The slowest form of memory cache is used to store instructions and data accessible to all cores, further increasing it's physical distance to each individual core and address sizes. It is the largest of the three cache layers, with storage capacity exceeding 100MB on top-tier CPUs. While it is much slower compared to L1 or L2 caches, it is still significantly faster than the system ram, making it a good tradeoff for storing data that is frequently accessed by multiple cpu cores, reliably boosting the speed of mulithreaded applications.

How data is cached

When it comes to caching data for CPUs, there are two types of information one may want to cache:

Application data. When some variables or file contents are accessed repeatedly, keeping them in a quickly accessible cache layer increases performance. Most people think of this mechanism when talking about caching.
Instructions. Not too widely known is the fact that modern CPU instruction sets like x86 can be quite complex to decode into physical operations. Keeping a cache of what x86 instructions results in which physical operations can dramatically accelerate cpu performance without needing higher clock speeds or more expensive hardware.

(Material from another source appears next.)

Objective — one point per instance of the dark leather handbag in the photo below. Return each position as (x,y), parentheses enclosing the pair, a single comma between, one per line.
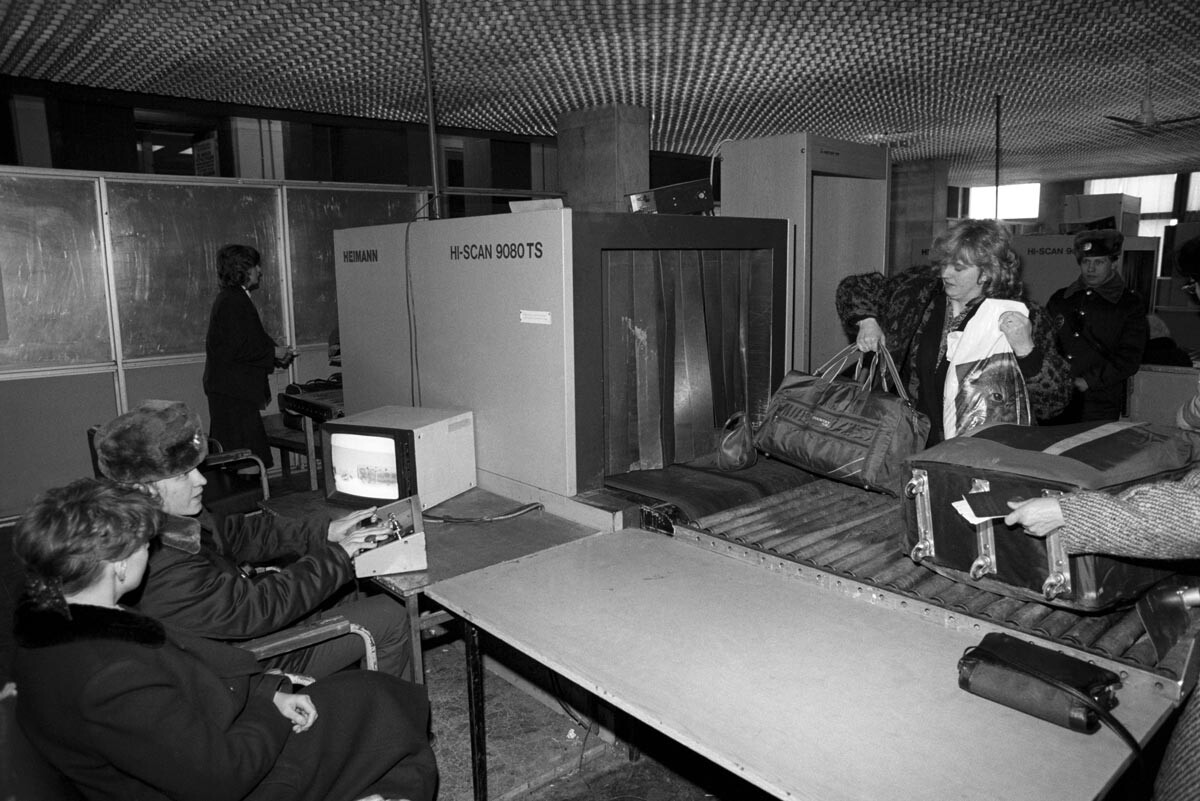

Caching is done with mostly proprietary caching algorithms, often based loosely on the principles of the LRU (least recently used) algorithm. Caching logic is then expanded with strategies like spatial locality (the data next to what i am fetching is likely needed next) and temporal locality (data i have previously fetched may be needed again soon). Intelligent design and implementation of caching mechanisms is what drives the reliably fast operations of modern processors.

Note: This article provides a rough overview of what cpu caches are, what information is cached and what roles they serve. Processor caching is an extremely complex topic, and the design and manufacturing of modern cpus is nowhere near as simplistic as this article's descriptions.